Weiss drives a Trabi for everyday use even though he's entitled to a discount on a new VW. "Anybody can have one of those," he snorts. Last summer, he organized a Trabi trek in the U.S. Thirteen couples paid $8,200 each to ship their cars over and drive Route 66 from Chicago to Los Angeles.

Trabi fever is contagious. More than 80 clubs have sprung up around Germany in the past several years. Enthusiasts spend their summer weekends driving to a series of Trabi shows to mix car talk with beer and bratwurst. The annual gathering in Zwickau is the largest, attracting 30,000 true believers. Organizer Edgar Haschke, editor of the 10,000-circulation quarterly Super Trabi, says he will limit exhibitors in 1997 after 1,300 owners entered cars in this year's show.

At the Leipzig show, Haschke proudly displayed the 1961 P50 sedan--with original equipment--that he drove up from Zwickau. Under rainy skies, he and hundreds of other Trabi fans converged on a cavernous, communist-era agricultural exhibition hall on the outskirts of town. Rock music blaring from a disk jockey's sound system included several Trabi-inspired songs, such as "Trabi Drivers Blues" ("Now I'm singing the Trabi blues, I'm singing the Trabi blues").

SALAD DAYS? Why the outburst of love for these rusting relics? For starters, of course, they're cheap. For $700, a German youth can afford one as a first car. Also, Trabis are so simple that just about anyone can handle repairs. The design changed little in 30 years, so even the last Trabants, circa 1991, have no sophisticated electronics, power steering, or power brakes to worry about.

Then too, Trabis stir deep-seated emotions, awakening in some east Germans a longing for life before the wall came tumbling down. Freedoms were few, but jobs were plentiful. Now, every fourth east German is on the dole. "It's a small, melancholy look back at the good things about the past," says Karsten R. Luckemeyer, a 33-year-old musician who was leaning on the bright-yellow Trabi he has transformed into a convertible.

As with any fad, this one has generated its own mini-economy. For casual participants like myself, there were numerous stands offering a wide selection of Trabi paraphernalia. They sold T-shirts bearing the car's logo, as well as hats, hand-painted silk neckties, model cars, and even Trabi Deluxe beer. I settled on a T-shirt with a 1960s advertising picture of a Trabant and the caption: "Trabant--a small car with a big future." A bargain at $16.

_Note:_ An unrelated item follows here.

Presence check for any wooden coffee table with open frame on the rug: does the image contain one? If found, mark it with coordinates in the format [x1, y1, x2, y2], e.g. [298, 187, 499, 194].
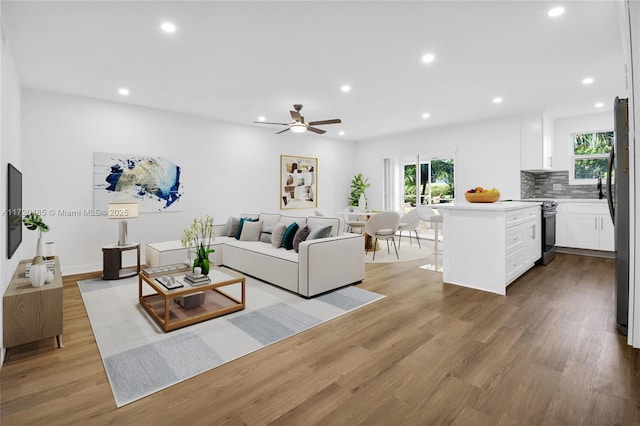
[138, 268, 246, 331]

Serious shoppers could choose among everything from spoilers and stereos to complete, customized cars. Dirk Bohn, a dark-haired 23-year-old from Berlin, stood hopefully beside his hot-pink convertible Trabi with a plastic banana dangling from the rearview mirror. Asking price: $4,600. On the other side of the hall, I found Ulf Teich, a 22-year-old electrician and mechanic from outside Dresden, who offered customizing services. To show his handiwork, he displayed a baby-blue two-door sedan with aluminum wheels and electric windows. In place of the backseat was a seven-speaker, 800-watt sound system.

LADA FUN. East Germany's communist leaders had something much more sober in mind when they hatched the Trabant in the 1950s. It was to be a mainstream family car, big enough for two adults and two kids. The first one rolled off the line in 1957, and more than 3 million followed during the next 34 years. Perched high off the road on skinny wheels, the Trabi was powered by a two-cylinder, two-cycle, 26-hp engine of prewar design. It made a funny, high-pitched sound when accelerating, like a big chain saw revving underwater. Top speed: about 69 mph.


Of course, some of today's owners gleefully hop them up. A recent issue of Super Trabi featured a police picture of a Trabi nabbed going 94 mph in a 60-mph zone. Since 1993, a series of races in Germany, Poland, and Luxembourg has been held for the Trabant-Lada Cup. (Lada is a Russian-built econobox of Fiat heritage.) The sport is cheap fun: Race-prepping the cars costs as little as $6,500, and operating costs for one season run $13,000.

Seven years ago, hardly anyone imagined that the Trabi would soon turn into a cult object, least of all those who dumped them for $35. But then, few expected the Berlin Wall to fall, either.